Claude Desktop's connector runs in Anthropic's cloud, so it
reaches the public host. It is still a public client:
it discovers the server's endpoints and registers itself dynamically (PKCE, no
secret), exactly like the local clients — the only difference is that the
callback is a cloud URL (claude.ai) instead of loopback, so the
authorization code transits Anthropic's servers. The person still signs in with
their organization-domain Google account in the browser.
sequenceDiagram
autonumber
participant U as User browser
participant CD as Claude (Anthropic cloud)
participant PX as oauth2-proxy
participant MM as MCP server
participant G as Google
Note over CD,MM: Claude discovers and registers itself — PKCE public client, no secret
CD->>MM: GET /.well-known + POST /oauth/register
MM-->>CD: discovery docs + 201 client_id (no secret)
U->>PX: GET /oauth/authorize (opened by Claude)
PX->>G: run Google sign-in
G-->>PX: organization-domain user verified
PX->>MM: forward /oauth/authorize with the verified identity
MM-->>U: 302 to Claude's redirect (claude.ai) with a code
U->>CD: the code lands on Anthropic's servers
CD->>MM: POST /oauth/token (code + PKCE verifier)
MM-->>CD: access token
CD->>MM: call /mcp with Authorization Bearer token
MM-->>CD: tool results
Gemini Enterprise is the one confidential client. Instead of
registering itself at runtime, an admin mints a client_id +
secret once (out of band) and enters them into the Gemini
Enterprise connector config. The connector runs in Google's cloud
and reaches the public host.
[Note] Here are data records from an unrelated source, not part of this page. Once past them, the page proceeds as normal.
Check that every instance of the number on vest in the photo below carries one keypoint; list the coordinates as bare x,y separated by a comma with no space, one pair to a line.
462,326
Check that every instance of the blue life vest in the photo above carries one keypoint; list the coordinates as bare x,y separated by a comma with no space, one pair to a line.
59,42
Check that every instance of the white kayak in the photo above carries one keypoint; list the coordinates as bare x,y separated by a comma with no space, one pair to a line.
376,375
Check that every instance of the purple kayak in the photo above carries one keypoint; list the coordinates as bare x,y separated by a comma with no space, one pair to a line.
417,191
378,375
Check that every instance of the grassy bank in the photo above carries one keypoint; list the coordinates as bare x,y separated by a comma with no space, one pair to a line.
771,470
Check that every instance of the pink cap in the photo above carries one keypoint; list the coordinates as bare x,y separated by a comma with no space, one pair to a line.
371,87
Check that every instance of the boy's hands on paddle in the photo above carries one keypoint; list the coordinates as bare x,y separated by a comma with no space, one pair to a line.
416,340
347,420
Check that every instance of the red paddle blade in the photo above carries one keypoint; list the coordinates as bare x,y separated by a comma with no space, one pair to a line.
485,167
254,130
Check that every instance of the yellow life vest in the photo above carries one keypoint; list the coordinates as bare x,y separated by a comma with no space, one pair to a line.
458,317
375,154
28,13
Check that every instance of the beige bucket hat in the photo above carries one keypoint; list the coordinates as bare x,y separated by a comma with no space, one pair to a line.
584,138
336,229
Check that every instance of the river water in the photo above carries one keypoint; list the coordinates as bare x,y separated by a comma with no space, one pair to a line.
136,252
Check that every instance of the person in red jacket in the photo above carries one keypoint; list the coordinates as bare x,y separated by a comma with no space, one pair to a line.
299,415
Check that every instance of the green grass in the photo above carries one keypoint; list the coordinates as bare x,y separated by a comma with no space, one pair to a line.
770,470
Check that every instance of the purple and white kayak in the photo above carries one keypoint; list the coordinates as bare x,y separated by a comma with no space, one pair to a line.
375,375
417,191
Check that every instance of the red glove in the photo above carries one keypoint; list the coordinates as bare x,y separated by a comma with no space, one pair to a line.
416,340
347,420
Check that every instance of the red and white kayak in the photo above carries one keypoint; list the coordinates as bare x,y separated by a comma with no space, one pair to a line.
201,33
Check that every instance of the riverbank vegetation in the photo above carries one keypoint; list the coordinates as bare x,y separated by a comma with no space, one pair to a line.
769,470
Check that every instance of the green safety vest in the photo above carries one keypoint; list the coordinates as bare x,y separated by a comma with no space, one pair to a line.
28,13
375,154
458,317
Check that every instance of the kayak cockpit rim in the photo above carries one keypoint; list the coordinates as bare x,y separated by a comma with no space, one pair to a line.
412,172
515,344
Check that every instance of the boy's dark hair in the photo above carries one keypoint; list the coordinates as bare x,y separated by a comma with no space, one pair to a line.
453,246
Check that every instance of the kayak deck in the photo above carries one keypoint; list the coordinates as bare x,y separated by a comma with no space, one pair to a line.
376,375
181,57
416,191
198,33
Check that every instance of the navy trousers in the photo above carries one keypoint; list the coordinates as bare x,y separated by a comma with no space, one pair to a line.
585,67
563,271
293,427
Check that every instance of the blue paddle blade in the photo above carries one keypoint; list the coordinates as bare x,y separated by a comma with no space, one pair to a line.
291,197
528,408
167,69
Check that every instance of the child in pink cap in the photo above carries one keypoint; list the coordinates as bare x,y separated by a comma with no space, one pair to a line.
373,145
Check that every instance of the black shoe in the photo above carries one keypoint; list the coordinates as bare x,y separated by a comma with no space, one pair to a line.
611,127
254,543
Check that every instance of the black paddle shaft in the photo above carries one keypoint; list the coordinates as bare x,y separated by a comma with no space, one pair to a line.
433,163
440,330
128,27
The human still signs in (legs 1–6); then,
server-to-server with no browser, Google's cloud exchanges the code for a token
using its secret (leg 7) and calls /mcp (leg 9).
This path requires a Gemini Enterprise license and admin registration of the
connector on the Google side.
sequenceDiagram
autonumber
participant U as User browser
participant V as Google cloud
participant PX as oauth2-proxy
participant MM as MCP server
participant G as Google
Note over V,MM: Pre-provisioned client_id + secret (registered once, not at runtime)
Note over U,G: Per-user sign-in
U->>PX: GET /oauth/authorize (sent by the connector)
PX->>G: run Google sign-in
G-->>PX: organization-domain user verified
PX->>MM: forward /oauth/authorize with the verified identity
MM-->>U: 302 to the connector's redirect_uri with a code
U->>V: the code lands on Google's servers
Note over V,MM: Token exchange and tool call
V->>MM: POST /oauth/token (code + client secret)
MM-->>V: access token
V->>MM: call /mcp with Authorization Bearer token
MM-->>V: tool results
vertexaisearch.cloud.google.com); Google is the identity provider that signs the person in.Cursor's Cloud Agents would reach the public host like Gemini Enterprise and Claude Desktop (Streamable HTTP, with OAuth). But adding the server is gated by Cursor's own permissions — only a Cursor team admin can add an MCP server to the team ("Only team admins can manage the default team marketplace"). Until an admin adds the server, no OAuth flow runs, so there is no completed flow to diagram. This is a vendor-side gate, not a property of the OAuth design.
The OAuth 2.1 backbone here is well-trodden: the authorization flow, PKCE, dynamic client registration, and Protected Resource Metadata discovery all follow the published standard and the common explainers.
The protocol is not the interesting part — the standard is borrowed and identical for every client. What varies, and what this comparison maps, are the two axes that decide everything else: where the client runs (private/VPN vs. public/cloud), which fixes the host it reaches; and how it proves itself (PKCE vs. a pre-shared secret), which fixes whether it can self-register or must be provisioned by an admin. The deployment shape that makes this work is worth naming: front the server with oauth2-proxy for the Google sign-in, place a thin spec-conforming authorization server behind it, and split the work across an internal host for VPN-local clients and a public host for cloud clients. Within that shape, only a confidential client (Gemini Enterprise) needs a pre-shared secret, and the practical friction is rarely the protocol — it is vendor-side gates such as a client browser-open bug or a team-admin permission on adding the server.